Personal information
- Full name: Sergey Leonidovich Desyukevich
- Nationality: Belarusian
- Born: 26 January 1983 (age 43) Minsk, Belarusian SSR, Soviet Union
- Height: 1.80 m (5 ft 11 in)
- Weight: 68 kg (150 lb)

Sailing career
- Sport: Sailing
- Club: Dynamo Minsk
- Class: Dinghy

Medal record
Men's sailing
Representing Belarus
Summer Universiade
| Silver medal – second place | 2005 İzmir | 470 |

= Sergei Desukevich =

Belarusian sailor (born 1983)

Sergey Leonidovich Desyukevich (Сяргей Леанідавіч Дзесюкевіч; born 26 January 1983) is a Belarusian former sailor, who specialized in the two-person dinghy (470) class. Together with his partner Pavel Logunov, he won a silver medal in the men's 470 at the 2005 Summer Universiade in İzmir, Turkey and was eventually named one of the country's top sailors in his pet event for the 2008 Summer Olympics, finishing in a lowly twenty-first place.

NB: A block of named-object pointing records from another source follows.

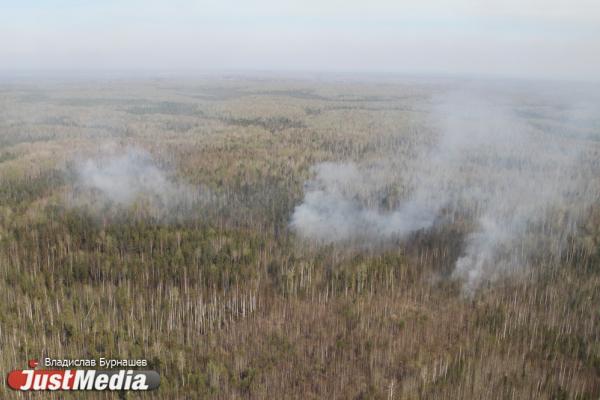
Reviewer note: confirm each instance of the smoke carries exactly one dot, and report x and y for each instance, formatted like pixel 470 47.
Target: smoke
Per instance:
pixel 514 168
pixel 132 178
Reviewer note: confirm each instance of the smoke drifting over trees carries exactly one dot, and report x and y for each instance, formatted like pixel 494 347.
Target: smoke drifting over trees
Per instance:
pixel 492 168
pixel 129 177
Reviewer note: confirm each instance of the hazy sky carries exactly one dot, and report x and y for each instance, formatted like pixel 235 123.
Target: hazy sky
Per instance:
pixel 528 38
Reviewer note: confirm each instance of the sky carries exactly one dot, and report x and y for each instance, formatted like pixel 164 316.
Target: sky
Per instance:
pixel 541 39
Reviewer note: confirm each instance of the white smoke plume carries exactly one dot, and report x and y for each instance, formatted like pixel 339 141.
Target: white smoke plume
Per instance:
pixel 509 167
pixel 131 177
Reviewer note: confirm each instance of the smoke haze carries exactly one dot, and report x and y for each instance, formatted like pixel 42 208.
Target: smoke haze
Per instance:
pixel 129 177
pixel 501 163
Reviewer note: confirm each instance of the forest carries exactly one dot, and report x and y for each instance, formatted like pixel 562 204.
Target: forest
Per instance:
pixel 290 238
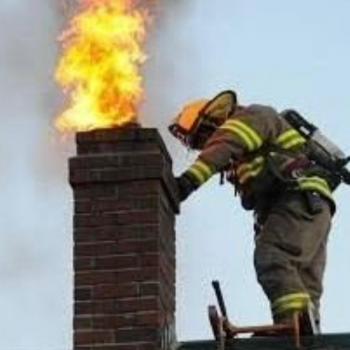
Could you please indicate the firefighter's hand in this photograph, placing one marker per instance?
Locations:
(184, 187)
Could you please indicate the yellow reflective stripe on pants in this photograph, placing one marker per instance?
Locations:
(315, 183)
(290, 138)
(201, 171)
(248, 170)
(290, 302)
(249, 136)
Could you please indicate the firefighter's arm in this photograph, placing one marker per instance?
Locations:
(233, 140)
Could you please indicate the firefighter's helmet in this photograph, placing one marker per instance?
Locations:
(199, 119)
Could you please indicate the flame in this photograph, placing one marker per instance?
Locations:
(100, 65)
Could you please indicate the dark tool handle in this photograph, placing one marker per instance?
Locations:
(220, 298)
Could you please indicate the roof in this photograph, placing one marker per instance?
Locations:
(322, 342)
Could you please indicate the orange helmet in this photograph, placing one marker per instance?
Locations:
(199, 119)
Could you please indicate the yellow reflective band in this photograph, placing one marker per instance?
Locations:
(290, 139)
(287, 135)
(252, 140)
(249, 174)
(297, 141)
(317, 184)
(249, 166)
(290, 298)
(292, 306)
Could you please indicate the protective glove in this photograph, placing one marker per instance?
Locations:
(185, 186)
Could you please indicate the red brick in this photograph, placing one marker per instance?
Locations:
(83, 263)
(124, 240)
(128, 320)
(137, 335)
(117, 262)
(137, 304)
(82, 294)
(83, 322)
(107, 291)
(93, 337)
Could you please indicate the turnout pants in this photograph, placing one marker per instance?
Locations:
(290, 253)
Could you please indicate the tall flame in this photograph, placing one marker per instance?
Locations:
(100, 65)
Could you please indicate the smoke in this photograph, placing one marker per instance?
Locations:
(35, 249)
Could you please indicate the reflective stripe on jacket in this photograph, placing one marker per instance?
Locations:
(245, 135)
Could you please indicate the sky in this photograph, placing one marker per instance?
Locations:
(283, 54)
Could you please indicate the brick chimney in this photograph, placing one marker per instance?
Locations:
(124, 241)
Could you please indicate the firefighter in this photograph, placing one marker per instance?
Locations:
(291, 196)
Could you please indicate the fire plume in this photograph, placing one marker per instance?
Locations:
(100, 65)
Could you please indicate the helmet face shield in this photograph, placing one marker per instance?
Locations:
(199, 119)
(185, 124)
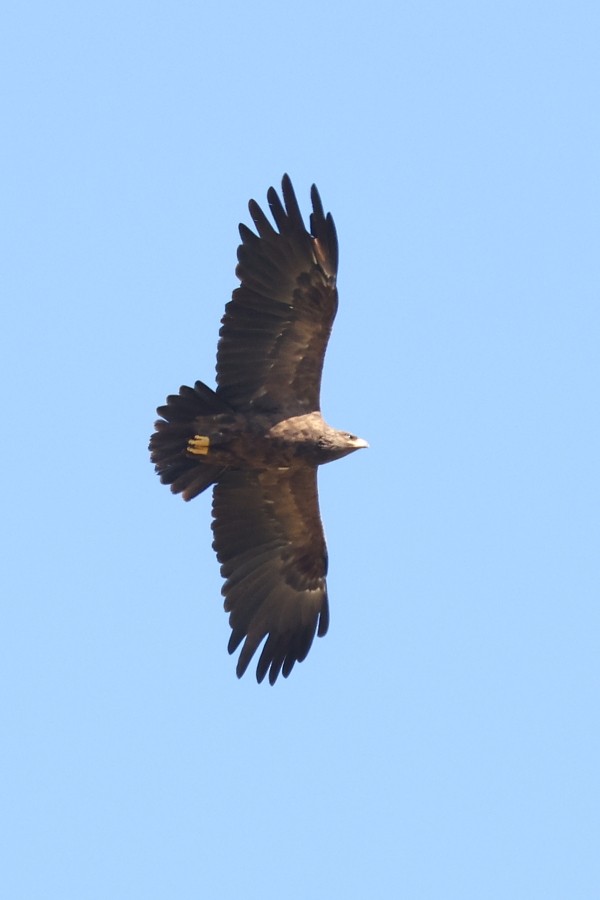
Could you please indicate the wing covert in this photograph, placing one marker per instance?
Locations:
(275, 329)
(269, 540)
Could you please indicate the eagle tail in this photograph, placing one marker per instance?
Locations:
(175, 447)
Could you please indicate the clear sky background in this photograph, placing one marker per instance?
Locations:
(442, 742)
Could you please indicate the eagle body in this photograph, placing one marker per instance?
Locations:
(260, 436)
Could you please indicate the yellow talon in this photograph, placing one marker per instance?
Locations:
(198, 445)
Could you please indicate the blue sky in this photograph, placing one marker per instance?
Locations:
(442, 741)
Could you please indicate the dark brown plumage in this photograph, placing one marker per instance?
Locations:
(260, 436)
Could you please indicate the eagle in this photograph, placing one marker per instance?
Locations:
(260, 436)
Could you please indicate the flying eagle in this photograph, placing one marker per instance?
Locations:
(260, 436)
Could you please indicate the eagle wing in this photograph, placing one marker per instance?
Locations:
(269, 540)
(276, 326)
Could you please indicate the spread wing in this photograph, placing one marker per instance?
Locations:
(276, 326)
(270, 543)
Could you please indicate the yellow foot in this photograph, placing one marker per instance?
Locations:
(198, 445)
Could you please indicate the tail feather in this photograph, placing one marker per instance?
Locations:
(187, 475)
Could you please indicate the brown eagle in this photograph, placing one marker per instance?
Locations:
(260, 436)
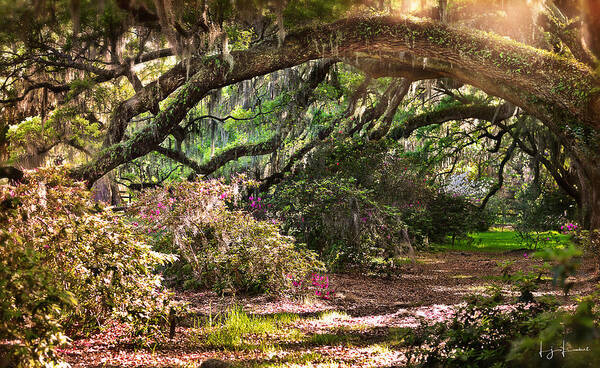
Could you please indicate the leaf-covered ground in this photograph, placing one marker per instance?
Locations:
(359, 327)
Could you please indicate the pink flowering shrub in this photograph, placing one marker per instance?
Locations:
(227, 249)
(67, 263)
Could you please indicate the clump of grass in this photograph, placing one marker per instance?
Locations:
(237, 330)
(295, 359)
(328, 339)
(330, 316)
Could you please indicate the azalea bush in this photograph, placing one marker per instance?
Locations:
(226, 249)
(317, 286)
(67, 264)
(479, 334)
(356, 200)
(338, 219)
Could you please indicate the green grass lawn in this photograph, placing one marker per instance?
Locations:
(497, 240)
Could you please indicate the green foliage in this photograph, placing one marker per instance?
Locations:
(67, 263)
(356, 200)
(226, 249)
(564, 264)
(234, 329)
(337, 218)
(479, 334)
(538, 211)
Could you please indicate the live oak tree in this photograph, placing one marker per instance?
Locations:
(90, 72)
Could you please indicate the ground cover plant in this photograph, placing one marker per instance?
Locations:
(299, 183)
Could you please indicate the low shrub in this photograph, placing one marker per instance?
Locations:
(67, 263)
(227, 249)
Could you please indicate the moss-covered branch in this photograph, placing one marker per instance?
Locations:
(555, 89)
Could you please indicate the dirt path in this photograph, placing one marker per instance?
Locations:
(364, 308)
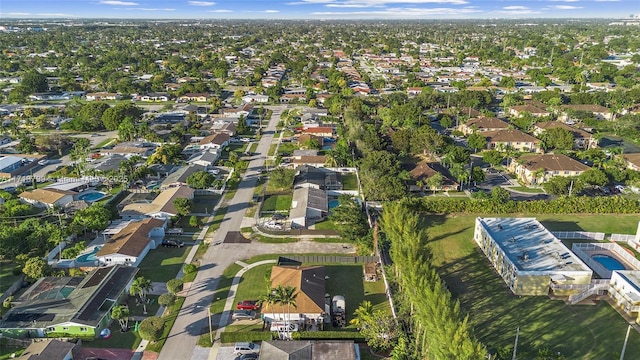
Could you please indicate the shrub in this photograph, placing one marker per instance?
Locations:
(174, 286)
(232, 337)
(190, 268)
(150, 329)
(166, 299)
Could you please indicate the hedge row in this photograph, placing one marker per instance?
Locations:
(562, 205)
(241, 336)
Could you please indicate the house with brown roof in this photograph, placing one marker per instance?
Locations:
(161, 207)
(513, 139)
(47, 197)
(582, 139)
(310, 288)
(537, 169)
(131, 244)
(599, 112)
(482, 124)
(424, 170)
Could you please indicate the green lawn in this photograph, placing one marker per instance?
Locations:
(163, 264)
(349, 182)
(578, 332)
(7, 278)
(276, 202)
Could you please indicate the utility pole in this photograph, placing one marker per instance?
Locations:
(515, 346)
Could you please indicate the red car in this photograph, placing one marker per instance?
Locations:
(247, 305)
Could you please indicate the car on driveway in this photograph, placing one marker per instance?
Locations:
(243, 315)
(248, 305)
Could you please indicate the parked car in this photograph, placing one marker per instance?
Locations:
(172, 243)
(247, 305)
(243, 315)
(246, 348)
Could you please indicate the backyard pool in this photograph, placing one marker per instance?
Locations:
(89, 257)
(609, 262)
(91, 196)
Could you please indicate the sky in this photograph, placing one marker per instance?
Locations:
(319, 9)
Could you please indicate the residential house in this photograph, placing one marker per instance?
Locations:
(102, 96)
(317, 178)
(482, 124)
(217, 141)
(581, 138)
(199, 97)
(49, 350)
(539, 168)
(599, 112)
(131, 244)
(632, 161)
(521, 110)
(309, 282)
(47, 197)
(320, 131)
(308, 206)
(68, 306)
(180, 176)
(308, 350)
(511, 139)
(205, 159)
(161, 207)
(423, 170)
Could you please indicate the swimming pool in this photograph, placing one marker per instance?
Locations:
(609, 262)
(89, 257)
(91, 196)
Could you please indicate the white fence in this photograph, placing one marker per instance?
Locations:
(578, 235)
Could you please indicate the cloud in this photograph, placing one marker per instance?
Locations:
(201, 3)
(565, 7)
(117, 2)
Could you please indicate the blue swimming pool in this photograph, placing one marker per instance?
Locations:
(91, 196)
(89, 257)
(608, 262)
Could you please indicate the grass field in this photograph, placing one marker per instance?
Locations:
(163, 264)
(349, 182)
(578, 332)
(276, 202)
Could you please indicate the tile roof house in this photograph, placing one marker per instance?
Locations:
(68, 306)
(483, 124)
(131, 244)
(47, 197)
(511, 138)
(582, 139)
(160, 208)
(308, 350)
(49, 350)
(309, 282)
(308, 206)
(537, 169)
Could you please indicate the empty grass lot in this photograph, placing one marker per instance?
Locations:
(578, 332)
(276, 202)
(163, 264)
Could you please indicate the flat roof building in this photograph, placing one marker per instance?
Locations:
(528, 256)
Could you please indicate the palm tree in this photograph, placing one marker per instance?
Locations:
(362, 315)
(141, 287)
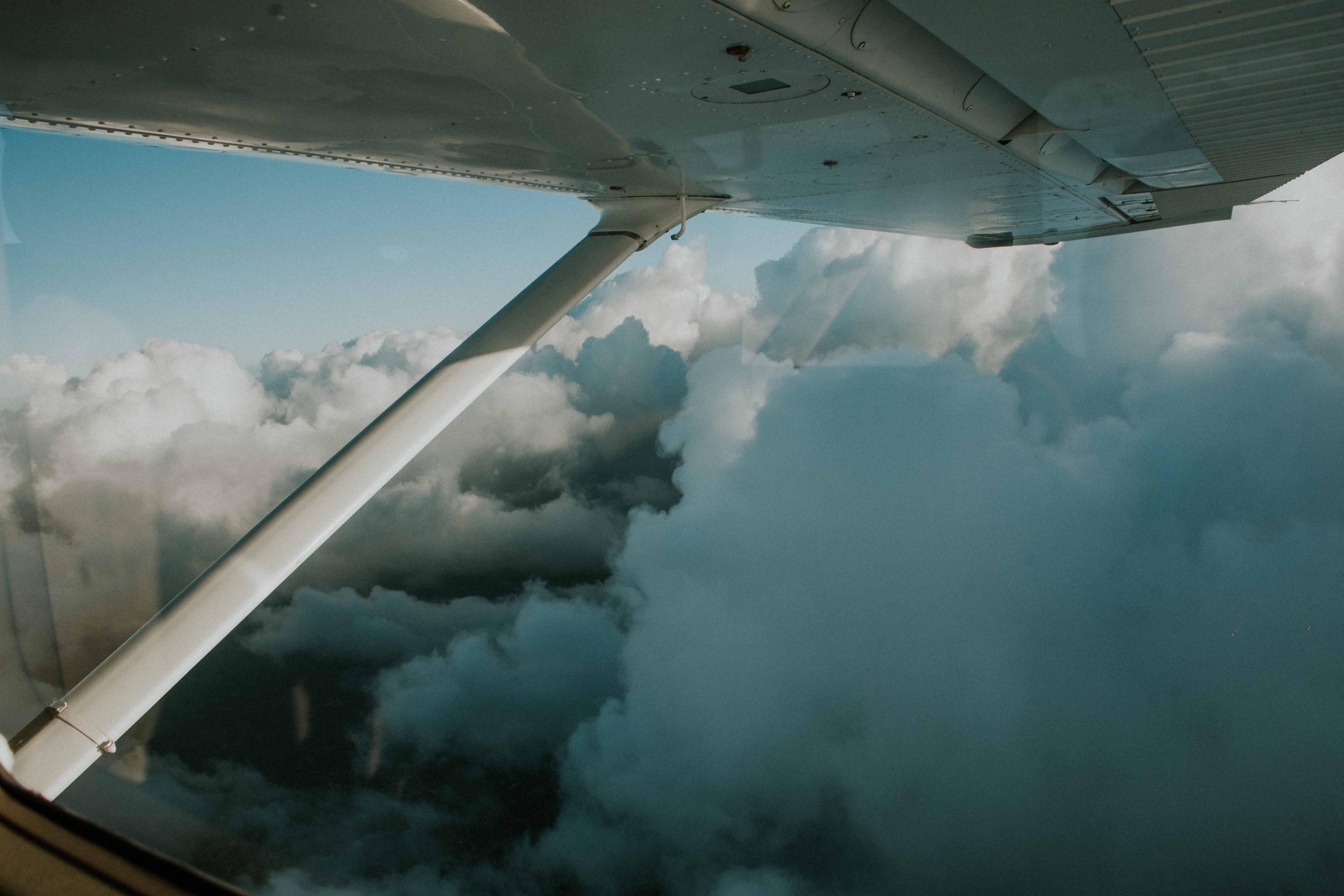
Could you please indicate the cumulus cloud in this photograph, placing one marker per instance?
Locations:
(991, 571)
(839, 289)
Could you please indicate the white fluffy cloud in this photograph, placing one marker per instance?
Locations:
(994, 571)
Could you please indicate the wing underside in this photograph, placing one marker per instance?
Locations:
(1000, 124)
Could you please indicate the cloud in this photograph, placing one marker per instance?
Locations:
(507, 696)
(671, 300)
(994, 571)
(842, 289)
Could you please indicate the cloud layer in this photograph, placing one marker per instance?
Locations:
(954, 571)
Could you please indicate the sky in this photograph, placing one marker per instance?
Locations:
(119, 242)
(802, 563)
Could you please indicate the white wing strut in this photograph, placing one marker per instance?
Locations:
(70, 735)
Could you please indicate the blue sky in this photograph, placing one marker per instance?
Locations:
(119, 242)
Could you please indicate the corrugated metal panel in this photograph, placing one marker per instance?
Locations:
(1260, 83)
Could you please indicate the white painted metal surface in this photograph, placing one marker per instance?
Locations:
(889, 114)
(88, 722)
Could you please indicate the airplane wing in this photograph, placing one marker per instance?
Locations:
(994, 123)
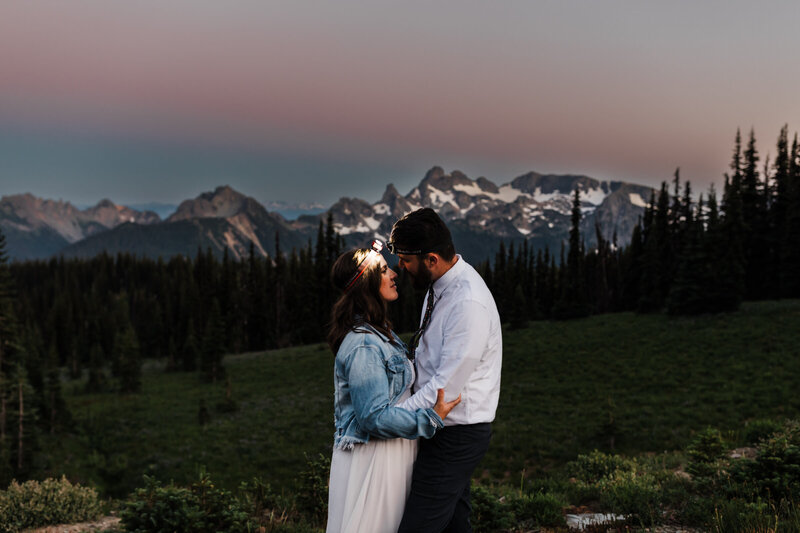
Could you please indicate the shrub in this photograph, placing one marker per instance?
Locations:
(538, 509)
(597, 465)
(761, 429)
(312, 498)
(775, 471)
(489, 513)
(632, 495)
(706, 453)
(202, 507)
(52, 501)
(739, 515)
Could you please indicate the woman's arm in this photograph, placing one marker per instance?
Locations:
(369, 390)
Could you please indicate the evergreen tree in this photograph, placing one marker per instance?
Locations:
(789, 272)
(657, 257)
(573, 293)
(213, 346)
(689, 292)
(754, 222)
(190, 350)
(97, 381)
(129, 360)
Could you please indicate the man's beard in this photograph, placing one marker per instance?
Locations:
(422, 279)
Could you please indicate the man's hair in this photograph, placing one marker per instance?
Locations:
(423, 230)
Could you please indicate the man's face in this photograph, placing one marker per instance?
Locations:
(416, 268)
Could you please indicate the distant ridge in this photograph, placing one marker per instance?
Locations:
(532, 207)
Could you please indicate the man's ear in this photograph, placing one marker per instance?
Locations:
(431, 260)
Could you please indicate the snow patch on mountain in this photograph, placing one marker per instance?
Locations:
(637, 200)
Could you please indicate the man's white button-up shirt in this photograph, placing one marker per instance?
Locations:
(461, 350)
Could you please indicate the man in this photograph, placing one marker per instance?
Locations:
(458, 348)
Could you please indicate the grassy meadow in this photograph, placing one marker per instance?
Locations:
(639, 383)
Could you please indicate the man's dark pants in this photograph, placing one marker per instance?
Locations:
(439, 499)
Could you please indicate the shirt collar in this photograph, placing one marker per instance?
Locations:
(441, 284)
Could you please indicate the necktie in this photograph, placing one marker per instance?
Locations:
(425, 321)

Desukevich competed for the Belarusian sailing squad, as a skipper in the men's 470 class, at the 2008 Summer Olympics in Beijing. Building up to their Olympic selection, he and crew member Logunov finished a satisfying fourteenth to secure one of the twenty quota places offered at the 2007 ISAF Worlds in Cascais, Portugal. The Belarusian duo clearly struggled to catch a vast fleet of world sailors under windy conditions in the initial half of the series, until they found solace to attain a blistering runner-up mark on the seventh leg. Another set of substandard outcomes towards the final half, however, pushed both Desukevich and Logunov to the middle of the 29-boat fleet, sitting them in twenty-first overall with 159 net points.